Shades of Freedom

“Shades of Freedom”

Main objective: To demonstrate ability to maintain a linked set of statistical investigations into what is really going on in the data, and to find/discover/invent fresh questions to be asked of it.

The attached dataset (in .sav and .xlsx formats) contains data on a selection of variables of potential relevance to aspects of human freedom for 162 countries. The Human Freedom Index presents a broad measure of human freedom, understood as the absence of coercive constraint. It uses 79 distinct indicators of personal and economic freedom in the following areas:
Rule of Law; Security and Safety; Movement; Religion; Association, Assembly, and Civil Society; Expression and Information; Identity and Relationships; Size of Government;
Legal System and Property Rights; Access to Sound Money; Freedom to Trade Internationally; Regulation of Credit, Labour, and Business.

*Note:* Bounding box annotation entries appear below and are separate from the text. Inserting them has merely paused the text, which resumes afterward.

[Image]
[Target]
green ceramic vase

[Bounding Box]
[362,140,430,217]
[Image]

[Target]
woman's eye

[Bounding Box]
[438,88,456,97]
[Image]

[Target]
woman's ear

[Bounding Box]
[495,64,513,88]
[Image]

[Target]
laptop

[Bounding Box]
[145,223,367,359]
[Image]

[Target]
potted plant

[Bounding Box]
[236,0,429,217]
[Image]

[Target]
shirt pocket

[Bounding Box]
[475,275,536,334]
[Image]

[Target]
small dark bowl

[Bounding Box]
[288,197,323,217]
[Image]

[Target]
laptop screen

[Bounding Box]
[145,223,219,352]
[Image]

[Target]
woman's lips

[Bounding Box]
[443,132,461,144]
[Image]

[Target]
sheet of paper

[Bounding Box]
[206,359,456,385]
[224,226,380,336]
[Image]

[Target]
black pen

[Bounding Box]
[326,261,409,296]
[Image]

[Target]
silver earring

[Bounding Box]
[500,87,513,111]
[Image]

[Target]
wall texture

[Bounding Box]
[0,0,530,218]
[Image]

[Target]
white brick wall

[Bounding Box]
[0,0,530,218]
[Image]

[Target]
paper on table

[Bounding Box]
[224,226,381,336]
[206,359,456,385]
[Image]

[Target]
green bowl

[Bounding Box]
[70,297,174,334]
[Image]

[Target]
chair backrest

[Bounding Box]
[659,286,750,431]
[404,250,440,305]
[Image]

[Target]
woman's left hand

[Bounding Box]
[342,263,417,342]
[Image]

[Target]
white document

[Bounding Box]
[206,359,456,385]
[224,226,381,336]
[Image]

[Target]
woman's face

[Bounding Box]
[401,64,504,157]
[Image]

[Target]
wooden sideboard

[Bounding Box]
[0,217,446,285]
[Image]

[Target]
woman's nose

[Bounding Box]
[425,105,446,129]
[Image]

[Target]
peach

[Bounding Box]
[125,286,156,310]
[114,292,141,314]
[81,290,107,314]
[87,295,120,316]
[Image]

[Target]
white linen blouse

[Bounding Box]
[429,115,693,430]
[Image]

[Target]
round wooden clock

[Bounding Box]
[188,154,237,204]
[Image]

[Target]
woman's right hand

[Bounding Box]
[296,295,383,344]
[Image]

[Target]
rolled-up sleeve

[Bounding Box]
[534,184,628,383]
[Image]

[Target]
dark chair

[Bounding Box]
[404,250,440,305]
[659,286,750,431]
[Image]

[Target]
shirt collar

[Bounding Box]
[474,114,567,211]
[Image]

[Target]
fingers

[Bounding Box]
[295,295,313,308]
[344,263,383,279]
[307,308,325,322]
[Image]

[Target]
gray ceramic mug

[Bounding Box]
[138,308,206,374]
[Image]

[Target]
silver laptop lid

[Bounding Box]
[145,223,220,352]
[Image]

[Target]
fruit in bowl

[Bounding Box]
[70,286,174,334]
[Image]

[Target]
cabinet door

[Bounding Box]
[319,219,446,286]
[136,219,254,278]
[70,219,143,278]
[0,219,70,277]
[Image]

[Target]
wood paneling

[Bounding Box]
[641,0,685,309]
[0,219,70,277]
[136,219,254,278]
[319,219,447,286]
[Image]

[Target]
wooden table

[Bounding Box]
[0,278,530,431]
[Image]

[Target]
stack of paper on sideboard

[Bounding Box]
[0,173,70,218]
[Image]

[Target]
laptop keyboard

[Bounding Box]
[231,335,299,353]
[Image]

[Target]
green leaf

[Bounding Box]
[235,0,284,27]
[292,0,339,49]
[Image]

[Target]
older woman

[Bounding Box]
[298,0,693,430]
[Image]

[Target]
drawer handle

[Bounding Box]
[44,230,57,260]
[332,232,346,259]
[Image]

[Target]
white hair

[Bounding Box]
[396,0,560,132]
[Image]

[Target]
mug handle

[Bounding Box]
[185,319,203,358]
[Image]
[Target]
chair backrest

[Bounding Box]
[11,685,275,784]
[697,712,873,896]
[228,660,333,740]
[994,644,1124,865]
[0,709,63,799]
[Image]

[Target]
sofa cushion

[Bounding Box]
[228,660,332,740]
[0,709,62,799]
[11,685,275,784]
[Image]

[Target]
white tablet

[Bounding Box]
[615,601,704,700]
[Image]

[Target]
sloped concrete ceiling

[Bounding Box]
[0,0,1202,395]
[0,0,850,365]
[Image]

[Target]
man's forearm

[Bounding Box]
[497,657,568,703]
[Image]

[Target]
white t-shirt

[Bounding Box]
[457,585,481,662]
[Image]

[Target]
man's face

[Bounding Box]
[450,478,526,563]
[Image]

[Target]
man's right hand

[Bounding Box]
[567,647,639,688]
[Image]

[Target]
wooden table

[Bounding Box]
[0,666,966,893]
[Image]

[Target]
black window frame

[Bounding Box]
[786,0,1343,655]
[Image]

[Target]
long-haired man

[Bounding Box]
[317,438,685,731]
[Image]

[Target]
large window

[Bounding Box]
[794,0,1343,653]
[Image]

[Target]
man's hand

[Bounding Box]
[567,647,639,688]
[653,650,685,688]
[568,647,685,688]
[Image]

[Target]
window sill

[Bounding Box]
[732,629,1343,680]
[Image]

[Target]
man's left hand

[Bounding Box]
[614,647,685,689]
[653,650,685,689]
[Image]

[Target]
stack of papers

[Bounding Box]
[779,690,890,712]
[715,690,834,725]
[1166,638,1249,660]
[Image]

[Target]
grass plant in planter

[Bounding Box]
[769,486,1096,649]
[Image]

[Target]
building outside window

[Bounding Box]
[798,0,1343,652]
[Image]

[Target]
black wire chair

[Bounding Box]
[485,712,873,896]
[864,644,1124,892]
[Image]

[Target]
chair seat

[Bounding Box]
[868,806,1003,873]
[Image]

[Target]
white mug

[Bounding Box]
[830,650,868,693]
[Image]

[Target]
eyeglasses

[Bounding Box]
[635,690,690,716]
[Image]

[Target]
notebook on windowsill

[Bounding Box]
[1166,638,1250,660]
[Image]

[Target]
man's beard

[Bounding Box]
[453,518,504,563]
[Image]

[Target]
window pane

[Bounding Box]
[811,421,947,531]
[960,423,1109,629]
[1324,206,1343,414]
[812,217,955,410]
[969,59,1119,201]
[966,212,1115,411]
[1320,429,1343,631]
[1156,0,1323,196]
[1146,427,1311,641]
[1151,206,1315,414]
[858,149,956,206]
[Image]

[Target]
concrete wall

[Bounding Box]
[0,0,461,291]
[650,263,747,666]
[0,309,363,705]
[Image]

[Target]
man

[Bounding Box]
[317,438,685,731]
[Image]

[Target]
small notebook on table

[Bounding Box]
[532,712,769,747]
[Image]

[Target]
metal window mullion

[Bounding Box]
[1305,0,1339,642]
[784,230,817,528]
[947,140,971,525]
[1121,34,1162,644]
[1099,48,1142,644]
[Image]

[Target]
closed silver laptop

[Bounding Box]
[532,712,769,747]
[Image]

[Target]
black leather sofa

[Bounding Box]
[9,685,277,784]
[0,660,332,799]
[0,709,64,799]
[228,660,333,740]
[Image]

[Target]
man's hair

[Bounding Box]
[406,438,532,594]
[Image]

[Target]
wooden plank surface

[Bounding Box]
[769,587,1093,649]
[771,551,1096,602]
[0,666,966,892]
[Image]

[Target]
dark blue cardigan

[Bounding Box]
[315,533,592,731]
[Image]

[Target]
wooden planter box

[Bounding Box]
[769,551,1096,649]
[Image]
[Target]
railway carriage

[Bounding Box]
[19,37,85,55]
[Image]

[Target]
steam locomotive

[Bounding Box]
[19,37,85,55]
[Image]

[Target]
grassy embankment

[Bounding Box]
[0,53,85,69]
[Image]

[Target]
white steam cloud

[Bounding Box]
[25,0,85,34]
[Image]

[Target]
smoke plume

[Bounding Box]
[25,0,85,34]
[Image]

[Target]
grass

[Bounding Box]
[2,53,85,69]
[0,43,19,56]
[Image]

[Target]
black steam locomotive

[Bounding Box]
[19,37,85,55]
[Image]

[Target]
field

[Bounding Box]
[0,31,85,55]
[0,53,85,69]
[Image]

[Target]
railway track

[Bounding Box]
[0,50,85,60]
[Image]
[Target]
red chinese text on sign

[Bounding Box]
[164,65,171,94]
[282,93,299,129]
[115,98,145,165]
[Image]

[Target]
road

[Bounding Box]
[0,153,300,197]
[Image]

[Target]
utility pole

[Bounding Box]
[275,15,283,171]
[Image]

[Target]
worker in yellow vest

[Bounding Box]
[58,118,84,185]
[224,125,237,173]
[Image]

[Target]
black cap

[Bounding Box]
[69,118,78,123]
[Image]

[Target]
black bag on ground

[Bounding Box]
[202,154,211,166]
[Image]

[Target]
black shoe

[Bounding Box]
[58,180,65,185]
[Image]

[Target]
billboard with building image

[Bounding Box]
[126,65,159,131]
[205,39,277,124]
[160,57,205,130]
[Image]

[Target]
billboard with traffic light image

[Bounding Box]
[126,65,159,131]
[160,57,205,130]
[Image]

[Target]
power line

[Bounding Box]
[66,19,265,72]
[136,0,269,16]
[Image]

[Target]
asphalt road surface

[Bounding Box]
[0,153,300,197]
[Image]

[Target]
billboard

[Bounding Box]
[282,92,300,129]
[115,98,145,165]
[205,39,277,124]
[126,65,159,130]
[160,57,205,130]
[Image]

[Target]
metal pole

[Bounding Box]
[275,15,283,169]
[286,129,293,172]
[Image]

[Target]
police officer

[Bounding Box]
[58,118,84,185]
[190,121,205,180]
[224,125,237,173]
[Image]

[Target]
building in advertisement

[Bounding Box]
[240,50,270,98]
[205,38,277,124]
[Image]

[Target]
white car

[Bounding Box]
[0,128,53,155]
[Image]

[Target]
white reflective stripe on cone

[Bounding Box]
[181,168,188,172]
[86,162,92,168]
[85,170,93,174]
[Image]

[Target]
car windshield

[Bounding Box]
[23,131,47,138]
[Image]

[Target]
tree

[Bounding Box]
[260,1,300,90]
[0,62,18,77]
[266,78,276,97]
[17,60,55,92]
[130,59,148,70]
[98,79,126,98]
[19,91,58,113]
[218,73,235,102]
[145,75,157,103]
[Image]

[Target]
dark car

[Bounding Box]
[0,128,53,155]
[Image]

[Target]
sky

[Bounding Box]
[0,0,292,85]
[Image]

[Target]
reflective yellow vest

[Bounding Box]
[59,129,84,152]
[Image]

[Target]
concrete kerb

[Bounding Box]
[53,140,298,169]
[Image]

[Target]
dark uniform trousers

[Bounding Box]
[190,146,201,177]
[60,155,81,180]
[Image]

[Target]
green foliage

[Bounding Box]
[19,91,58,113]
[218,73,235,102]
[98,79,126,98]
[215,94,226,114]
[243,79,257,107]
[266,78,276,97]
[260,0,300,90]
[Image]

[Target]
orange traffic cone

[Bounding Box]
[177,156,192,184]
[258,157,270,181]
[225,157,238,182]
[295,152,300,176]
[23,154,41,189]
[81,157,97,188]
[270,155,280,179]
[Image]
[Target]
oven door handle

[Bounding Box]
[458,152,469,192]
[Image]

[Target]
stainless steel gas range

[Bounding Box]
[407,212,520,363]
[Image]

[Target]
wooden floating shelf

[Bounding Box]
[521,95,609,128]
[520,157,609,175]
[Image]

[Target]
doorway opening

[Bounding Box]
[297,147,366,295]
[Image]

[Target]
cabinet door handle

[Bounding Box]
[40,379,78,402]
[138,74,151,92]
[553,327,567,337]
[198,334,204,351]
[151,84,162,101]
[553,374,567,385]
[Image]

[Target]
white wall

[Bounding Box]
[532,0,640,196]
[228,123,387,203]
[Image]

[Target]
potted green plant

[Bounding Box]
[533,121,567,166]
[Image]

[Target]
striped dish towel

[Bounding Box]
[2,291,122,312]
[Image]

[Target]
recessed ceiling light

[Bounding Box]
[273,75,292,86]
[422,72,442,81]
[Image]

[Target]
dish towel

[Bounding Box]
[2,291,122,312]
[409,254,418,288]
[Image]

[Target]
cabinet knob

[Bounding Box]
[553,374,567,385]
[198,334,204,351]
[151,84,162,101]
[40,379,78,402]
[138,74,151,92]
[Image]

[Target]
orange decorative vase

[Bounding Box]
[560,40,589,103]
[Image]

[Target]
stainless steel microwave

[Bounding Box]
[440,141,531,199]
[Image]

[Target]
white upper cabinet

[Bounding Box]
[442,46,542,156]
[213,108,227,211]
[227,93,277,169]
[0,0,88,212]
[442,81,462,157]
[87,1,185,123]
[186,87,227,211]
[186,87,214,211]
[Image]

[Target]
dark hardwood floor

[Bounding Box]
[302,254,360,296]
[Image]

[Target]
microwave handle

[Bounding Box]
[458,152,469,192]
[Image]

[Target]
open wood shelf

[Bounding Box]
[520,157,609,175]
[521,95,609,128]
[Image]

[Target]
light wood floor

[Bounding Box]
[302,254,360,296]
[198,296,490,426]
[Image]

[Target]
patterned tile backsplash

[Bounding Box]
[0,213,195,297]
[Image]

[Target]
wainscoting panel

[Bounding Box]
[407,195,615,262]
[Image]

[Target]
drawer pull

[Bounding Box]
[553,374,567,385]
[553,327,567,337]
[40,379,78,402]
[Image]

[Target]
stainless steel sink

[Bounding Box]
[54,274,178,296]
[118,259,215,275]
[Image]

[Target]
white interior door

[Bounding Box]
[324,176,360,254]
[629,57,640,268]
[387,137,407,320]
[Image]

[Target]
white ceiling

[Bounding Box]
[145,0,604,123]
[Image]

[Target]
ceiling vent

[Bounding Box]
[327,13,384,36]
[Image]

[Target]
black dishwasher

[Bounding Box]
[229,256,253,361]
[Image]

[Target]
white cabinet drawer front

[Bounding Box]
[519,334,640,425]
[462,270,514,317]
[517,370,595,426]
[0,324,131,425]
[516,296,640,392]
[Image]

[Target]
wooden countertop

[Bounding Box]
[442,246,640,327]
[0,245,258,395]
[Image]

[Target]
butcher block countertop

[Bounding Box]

The methodology and used variables are explained at the end of the above report (page 380 onwards).
It is an open dataset, © Original authors: Ian Vásquez and Tanja Porčnik, The Human Freedom Index 2018: A Global Measurement of Personal, Civil, and Economic Freedom (Washington: Cato Institute, Fraser Institute, and the Friedrich Naumann Foundation for Freedom, 2018).
Assignment guidelines:
You are invited to produce a report targeting academic and managerial audience, setting out the analyses of the attached dataset in no more than 1200 words*. You are encouraged to further research and expand the dataset developing insights into various issues hinted at in the existing data. Alternatively, you may decide to focus on a subset of the dataset explaining the reason for doing so.
Please note: You must only use analyses of the type covered during the first semester. If in doubt, revisit the Syllabus section in the Course Outline document for information.
Report content

  1. Commence with an executive summary stating the focal question(s)/objective(s) of your analytical journey and key findings.
  2. Continue by describing the dataset that your analyses will be based on.
  3. Explain the analytical thread you followed. The rationale for analyses and the findings themselves should be cogently described, and where appropriate you should manifest critical awareness of alternative ways of analysis that you did not follow.
    This part of the report should be well organized with Tables and Figures numbered and labelled, written clearly in simple English.
    Although in principle, the investigation may be self-contained with no real need to read around about the context of the problem, you are free to do so.
  4. Conclude with a summary of what you have learnt from your analyses and speculate how this could be of use to your audience.

*The word limit does not include references or the workings; everything else (e.g., Tables and Figures) is included. Use the Cardiff Harvard referencing system.